If one were to perform this experiment on KEMAR (or simply remove KEMAR’s pinna), there would be a significant high frequency loss. KEMAR uses a cylindrical (Zwislocki coupler) and not one whose shape mimics that of the human ear.

Real ear canals can be cylindrical and also conical.  Figure courtesy of www.123rf.com

Real ear canals can be cylindrical in some parts and also conical in other parts.   Figure courtesy of www.123rf.com

This is not a trivial issue.

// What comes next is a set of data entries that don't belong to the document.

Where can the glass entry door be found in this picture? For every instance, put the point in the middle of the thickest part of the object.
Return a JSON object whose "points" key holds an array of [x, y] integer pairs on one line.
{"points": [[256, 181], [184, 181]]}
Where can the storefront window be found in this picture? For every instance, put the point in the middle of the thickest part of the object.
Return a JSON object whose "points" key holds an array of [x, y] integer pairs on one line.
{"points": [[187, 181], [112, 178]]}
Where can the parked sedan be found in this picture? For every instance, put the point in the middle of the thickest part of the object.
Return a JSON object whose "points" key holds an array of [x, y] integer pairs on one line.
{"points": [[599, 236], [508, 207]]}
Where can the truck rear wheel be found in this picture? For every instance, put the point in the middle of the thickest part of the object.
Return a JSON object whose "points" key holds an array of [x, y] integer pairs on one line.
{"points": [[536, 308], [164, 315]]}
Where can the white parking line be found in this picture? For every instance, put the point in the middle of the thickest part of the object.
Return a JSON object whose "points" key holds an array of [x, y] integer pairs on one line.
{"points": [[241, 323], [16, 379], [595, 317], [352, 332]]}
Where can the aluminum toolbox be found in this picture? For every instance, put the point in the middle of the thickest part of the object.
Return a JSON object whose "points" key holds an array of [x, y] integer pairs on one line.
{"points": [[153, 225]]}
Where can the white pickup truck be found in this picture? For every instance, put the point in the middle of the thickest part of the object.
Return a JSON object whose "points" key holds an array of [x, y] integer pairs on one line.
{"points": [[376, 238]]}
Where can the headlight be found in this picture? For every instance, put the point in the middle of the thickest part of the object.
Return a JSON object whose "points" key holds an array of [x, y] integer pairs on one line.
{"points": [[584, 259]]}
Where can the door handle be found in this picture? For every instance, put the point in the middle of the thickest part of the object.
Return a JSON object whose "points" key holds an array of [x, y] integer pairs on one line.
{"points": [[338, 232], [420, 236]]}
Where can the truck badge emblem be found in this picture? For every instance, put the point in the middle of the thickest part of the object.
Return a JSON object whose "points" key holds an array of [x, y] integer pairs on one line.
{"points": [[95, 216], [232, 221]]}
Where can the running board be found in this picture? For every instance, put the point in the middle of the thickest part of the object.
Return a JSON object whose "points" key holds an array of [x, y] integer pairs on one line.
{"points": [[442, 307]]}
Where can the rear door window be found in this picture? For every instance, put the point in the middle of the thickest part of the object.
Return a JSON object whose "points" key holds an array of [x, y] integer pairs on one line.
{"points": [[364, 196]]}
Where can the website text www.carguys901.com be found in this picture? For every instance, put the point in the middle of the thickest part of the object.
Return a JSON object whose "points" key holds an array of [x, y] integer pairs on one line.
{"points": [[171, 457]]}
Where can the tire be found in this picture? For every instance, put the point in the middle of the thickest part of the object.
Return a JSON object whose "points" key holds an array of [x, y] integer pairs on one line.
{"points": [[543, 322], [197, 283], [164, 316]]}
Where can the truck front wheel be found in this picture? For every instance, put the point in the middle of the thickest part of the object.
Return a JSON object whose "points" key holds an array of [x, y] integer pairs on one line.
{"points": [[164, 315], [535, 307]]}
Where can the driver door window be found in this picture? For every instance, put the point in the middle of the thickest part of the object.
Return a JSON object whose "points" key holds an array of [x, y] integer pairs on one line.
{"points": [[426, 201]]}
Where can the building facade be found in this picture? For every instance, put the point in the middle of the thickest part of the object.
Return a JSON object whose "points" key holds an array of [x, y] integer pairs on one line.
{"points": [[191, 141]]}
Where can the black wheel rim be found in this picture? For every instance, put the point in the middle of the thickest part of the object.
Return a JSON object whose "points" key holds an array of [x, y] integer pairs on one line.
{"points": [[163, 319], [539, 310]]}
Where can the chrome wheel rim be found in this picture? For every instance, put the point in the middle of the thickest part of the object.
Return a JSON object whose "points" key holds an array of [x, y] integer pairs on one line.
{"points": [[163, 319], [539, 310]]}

Many manufacturers have come out with products over the years where either the concha was not occluded in hopes of maintaining the 4500-5500 Hz “unoccluded concha resonance” or placing the hearing aid microphone in that portion of the outer ear in order to pick up some pre-amplified high frequency sound energy.

If indeed this second bump we see on the real ear unaided response (REUR) is related to the earcanal and not the concha, this free pre-amplification may not even be there if the ear canal is occluded in any way.

And as a trivia question- what other FFT spectrum, other than a quarter wavelength resonator, has odd numbered multiples of the primary? (Hint- the magnitude of the higher frequency elements decrease by a factor of 1/f).